Al lettore non sfugge la narrativa nervosa delle tappe prima di guarire dal male. La fase acuta della malattia convoca spettri indesiderati che arraffano il respiro tranquillo pur di invadere senza pietà ogni cellula felice della ragione. La formula chimica del farmaco non ha mai smesso di chiedere sostegno ad altre terapie funzionali con l’assoluto divieto di chiamarle cure alternative. Oltre la scrittura l’arte creativa sposta con successo l’attenzione lontano dalle tarme mentali dai nomi sinistri quali nevrosi, ossessioni, psicosi, compulsioni, tutto il nero dell’anima esploso all’improvviso.

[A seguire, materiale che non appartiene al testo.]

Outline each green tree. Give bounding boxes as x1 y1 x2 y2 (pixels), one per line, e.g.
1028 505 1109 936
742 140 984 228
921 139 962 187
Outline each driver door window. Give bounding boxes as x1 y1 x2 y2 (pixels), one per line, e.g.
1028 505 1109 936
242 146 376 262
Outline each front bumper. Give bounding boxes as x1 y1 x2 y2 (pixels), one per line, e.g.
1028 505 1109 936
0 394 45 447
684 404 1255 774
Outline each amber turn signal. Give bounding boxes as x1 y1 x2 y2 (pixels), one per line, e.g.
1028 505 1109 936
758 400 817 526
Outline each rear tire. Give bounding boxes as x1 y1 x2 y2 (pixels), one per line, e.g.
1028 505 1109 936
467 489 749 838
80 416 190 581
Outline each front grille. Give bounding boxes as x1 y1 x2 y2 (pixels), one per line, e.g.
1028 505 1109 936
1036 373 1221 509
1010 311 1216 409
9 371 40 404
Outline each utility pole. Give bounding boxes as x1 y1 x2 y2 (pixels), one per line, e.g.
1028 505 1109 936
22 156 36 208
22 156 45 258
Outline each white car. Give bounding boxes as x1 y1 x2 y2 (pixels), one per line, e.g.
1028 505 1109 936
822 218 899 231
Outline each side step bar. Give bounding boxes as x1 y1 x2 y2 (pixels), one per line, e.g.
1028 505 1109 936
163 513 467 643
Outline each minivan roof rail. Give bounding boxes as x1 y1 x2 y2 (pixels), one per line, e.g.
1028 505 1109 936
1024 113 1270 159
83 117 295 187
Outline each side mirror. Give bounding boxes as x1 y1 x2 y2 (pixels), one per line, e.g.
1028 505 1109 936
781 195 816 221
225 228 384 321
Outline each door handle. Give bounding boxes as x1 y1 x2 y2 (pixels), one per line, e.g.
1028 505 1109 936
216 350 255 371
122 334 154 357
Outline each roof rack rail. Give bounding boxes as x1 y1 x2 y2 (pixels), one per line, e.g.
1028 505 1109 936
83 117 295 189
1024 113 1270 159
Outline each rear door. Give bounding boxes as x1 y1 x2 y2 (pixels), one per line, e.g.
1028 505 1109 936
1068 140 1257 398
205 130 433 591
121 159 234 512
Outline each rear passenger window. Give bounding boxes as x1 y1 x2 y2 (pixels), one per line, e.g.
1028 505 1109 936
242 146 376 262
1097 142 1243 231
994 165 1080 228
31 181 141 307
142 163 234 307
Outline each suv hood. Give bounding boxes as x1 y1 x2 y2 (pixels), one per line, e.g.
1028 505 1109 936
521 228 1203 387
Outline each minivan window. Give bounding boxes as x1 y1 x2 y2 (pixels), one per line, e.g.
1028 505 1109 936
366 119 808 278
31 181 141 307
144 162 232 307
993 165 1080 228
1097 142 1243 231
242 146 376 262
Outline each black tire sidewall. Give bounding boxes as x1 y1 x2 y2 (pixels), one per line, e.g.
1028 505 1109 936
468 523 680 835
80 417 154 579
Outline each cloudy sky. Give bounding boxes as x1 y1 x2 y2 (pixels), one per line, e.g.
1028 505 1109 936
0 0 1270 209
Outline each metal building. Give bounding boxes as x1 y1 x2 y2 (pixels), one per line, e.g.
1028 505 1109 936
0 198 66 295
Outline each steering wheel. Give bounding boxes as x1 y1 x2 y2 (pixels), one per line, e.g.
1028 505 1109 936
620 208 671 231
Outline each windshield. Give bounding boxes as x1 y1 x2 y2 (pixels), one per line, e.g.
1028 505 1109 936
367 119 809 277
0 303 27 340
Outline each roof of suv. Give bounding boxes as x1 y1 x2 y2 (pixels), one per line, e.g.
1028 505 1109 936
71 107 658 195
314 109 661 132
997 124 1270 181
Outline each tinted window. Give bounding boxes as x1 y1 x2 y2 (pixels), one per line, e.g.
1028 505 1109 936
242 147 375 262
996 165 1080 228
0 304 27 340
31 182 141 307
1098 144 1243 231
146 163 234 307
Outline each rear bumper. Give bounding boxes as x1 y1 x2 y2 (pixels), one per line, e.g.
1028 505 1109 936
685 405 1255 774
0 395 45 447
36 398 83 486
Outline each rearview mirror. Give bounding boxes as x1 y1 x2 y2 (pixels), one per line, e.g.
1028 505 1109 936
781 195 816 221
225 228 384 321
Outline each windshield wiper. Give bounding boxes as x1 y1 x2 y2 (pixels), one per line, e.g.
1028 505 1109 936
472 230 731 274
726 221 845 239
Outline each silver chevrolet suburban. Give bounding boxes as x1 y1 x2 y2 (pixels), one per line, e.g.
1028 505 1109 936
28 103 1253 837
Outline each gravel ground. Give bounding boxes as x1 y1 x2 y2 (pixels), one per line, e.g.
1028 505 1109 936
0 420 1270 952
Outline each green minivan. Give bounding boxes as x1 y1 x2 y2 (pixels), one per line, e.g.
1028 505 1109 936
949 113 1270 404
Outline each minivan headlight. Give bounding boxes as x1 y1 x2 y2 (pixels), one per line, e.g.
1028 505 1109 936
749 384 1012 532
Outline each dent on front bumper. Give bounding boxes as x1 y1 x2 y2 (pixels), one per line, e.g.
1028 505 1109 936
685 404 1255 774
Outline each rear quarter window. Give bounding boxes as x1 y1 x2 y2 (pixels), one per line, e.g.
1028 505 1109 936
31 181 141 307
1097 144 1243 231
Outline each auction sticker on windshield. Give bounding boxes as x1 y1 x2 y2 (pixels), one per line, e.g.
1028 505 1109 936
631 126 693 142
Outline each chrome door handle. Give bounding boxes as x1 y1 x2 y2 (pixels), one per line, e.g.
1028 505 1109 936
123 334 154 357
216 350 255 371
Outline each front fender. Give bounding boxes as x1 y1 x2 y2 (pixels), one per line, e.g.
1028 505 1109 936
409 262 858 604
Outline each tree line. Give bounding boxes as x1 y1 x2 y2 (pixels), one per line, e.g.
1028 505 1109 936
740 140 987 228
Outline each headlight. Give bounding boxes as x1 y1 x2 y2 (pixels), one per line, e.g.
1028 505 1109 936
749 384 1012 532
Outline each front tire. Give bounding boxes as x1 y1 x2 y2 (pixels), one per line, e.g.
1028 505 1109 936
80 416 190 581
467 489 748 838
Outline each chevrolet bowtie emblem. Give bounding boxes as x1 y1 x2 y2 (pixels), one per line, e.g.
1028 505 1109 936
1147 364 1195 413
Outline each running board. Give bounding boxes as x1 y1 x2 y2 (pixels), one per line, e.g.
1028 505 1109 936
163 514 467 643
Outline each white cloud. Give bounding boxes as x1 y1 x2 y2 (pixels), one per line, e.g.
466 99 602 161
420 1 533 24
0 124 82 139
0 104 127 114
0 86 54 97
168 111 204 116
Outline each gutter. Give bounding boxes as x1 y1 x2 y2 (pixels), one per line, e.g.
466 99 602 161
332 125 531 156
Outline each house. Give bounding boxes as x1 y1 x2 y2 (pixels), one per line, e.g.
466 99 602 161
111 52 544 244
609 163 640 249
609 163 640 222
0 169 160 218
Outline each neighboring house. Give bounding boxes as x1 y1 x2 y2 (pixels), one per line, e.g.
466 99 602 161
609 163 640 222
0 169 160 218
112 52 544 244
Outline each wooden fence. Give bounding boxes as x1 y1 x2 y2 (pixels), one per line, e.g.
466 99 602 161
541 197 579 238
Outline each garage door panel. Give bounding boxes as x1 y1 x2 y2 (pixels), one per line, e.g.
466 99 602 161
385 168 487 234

A distanza di anni Almudena Sánchez ha voluto ripercorrere una fetta di vita che, da un giorno all’altro, si è rivoltata contro le incrostazioni dell’anima, fino a quel momento considerate incapaci di dichiarare guerra.
Adesso che la vita e il coraggio si sono ritrovate di nuovo insieme, la Sánchez è più che mai convinta che “il dramma sorge dalla commedia e la vita dalla morte“.
La sua testimonianza si assume la responsabilità di essere contributo fattivo al pregiudizio della malattia mentale. In molti casi si ha paura di chiedere aiuto per non esporsi al giudizio negativo della società. La corsa tempestiva al “Farmaco” spesso si rivela un miracolo chimico per il paziente sulla soglia del tunnel senza uscita.